Data Compression in SQL Server 2008

Article

Data compression is a new feature introduced in SQL Server 2008. It enables the DBA's to effectively manage the MDF files and Backup files. There are two types of compressions,

1. Row Level Compression: This type of compression will work on the row level of the data page.

Operations like changing the fixed length datatype to Variable length data type. For instance, Char(10) is a fixed length datatype and If we store "Venkat" as data. The space occupied by this name is 6 and remaining 4 spaces will be wasted in the legacy system. Whereas, In SQL Server 2008, it is utilised effectively. Only 6 spaces will be given to this variable.
Removal of Null value and zeros. These values will not be stored in the disk. Instead, they will have a reference in the CI Structure.
Reduce the amount of metadata used to store the row.

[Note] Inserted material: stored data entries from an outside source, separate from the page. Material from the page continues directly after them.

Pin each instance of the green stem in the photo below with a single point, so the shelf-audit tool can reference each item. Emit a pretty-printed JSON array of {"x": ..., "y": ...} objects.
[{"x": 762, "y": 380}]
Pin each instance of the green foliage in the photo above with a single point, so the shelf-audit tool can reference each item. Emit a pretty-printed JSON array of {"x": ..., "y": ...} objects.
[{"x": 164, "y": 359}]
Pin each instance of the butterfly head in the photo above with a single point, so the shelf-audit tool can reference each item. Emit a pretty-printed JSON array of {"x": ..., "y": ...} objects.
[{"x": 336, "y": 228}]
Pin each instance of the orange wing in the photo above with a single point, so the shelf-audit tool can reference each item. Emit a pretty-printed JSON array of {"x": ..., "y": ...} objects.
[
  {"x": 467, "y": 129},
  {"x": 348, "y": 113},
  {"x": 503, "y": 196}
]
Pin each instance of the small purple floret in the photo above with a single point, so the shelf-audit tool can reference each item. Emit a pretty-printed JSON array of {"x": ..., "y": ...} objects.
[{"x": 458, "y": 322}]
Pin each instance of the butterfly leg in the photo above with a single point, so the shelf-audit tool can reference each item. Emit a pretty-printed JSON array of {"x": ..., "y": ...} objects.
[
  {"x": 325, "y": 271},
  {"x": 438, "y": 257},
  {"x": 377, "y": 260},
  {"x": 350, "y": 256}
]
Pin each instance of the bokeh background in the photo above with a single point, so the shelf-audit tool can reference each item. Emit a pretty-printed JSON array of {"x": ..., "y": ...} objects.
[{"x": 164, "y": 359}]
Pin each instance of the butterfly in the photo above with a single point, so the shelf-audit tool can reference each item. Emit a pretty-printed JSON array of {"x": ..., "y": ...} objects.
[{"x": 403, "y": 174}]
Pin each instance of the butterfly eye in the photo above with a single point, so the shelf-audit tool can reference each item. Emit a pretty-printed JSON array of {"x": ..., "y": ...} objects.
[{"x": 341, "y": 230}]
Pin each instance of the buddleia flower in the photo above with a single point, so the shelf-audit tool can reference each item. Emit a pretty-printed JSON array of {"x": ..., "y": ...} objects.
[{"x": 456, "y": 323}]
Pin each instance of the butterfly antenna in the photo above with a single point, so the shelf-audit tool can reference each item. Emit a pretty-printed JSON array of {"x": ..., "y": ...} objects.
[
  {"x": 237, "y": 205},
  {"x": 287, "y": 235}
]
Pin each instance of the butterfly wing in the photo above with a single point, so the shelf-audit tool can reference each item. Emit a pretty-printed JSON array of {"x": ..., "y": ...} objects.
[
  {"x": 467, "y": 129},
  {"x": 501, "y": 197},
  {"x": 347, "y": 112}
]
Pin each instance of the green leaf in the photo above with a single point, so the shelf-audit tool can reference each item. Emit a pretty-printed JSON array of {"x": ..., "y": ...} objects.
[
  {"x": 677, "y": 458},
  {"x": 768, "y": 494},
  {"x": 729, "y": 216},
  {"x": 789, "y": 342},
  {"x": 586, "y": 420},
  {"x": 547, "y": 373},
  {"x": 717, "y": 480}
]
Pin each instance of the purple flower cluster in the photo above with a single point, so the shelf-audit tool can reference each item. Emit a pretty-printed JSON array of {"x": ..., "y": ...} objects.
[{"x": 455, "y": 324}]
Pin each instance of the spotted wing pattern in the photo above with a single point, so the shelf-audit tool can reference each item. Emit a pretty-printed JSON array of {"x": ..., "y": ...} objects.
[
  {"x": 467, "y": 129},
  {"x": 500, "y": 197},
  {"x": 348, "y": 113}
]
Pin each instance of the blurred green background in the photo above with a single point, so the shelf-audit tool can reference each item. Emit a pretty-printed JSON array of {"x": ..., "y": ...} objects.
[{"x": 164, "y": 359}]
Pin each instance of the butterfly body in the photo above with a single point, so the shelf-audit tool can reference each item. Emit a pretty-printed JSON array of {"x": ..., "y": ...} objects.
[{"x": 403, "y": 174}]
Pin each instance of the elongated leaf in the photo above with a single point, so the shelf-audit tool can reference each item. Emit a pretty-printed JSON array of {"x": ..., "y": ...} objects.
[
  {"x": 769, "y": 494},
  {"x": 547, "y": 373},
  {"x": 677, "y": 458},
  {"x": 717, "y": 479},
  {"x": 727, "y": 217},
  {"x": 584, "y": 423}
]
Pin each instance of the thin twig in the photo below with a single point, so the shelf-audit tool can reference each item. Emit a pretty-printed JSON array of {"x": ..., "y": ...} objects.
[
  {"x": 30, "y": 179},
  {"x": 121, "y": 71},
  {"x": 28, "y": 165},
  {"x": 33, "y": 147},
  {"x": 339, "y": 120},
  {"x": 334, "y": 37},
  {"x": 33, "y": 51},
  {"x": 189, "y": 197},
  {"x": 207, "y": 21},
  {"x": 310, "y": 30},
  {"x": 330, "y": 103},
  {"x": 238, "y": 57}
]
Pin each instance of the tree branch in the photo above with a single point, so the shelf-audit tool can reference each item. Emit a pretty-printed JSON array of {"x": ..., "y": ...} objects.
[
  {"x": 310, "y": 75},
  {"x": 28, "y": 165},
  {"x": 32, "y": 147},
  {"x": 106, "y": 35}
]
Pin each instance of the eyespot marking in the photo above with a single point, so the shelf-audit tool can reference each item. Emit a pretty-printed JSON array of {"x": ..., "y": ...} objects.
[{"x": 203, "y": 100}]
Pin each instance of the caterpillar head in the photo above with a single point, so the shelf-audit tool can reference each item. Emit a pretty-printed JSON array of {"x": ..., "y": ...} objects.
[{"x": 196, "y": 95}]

2. Page Level Compression: This compression will be effective in the page level.

This compression follows Row Level Compression. On top of that, Page level compression will work.
Prefix Compression - This compression will work on the column level. Repeated data will be removed and a reference will be stored in the Compression information (CI) structure which is located next to the page header.
Dictionary Compression - This compression will be implemented as a whole on the page. It will remove all the repeated data and a reference will be placed on the page.

How it works:

Considering, If you a user is requesting for a data. In that case, Relational Engine will take care of getting the request compile, parse and it will request the data from the Storage engine.

Now, our data is in the compressed format. Storage engine will send the compressed data to the Buffer cache which in turn will take care of sending the data to relational engine in uncompressed format. Relational engine will do the modifications on the uncompressed data and it will send the same to buffer cache. Buffer cache will take care of compressing the data and have it for future use. In turn, it will send a copy to the Storage Engine.

Advantages:

More data will be stored in the Buffer cache. So, no need to go and search in the disk which inturn reduce the I/O.
Disk space is highly reduced.

Disadvantages:

More CPU cycles will be used to decompress the data.
It will be a negative impact, if the data doesn't have more null values, zeros and compact/exact data (Equivalent to the declared data type).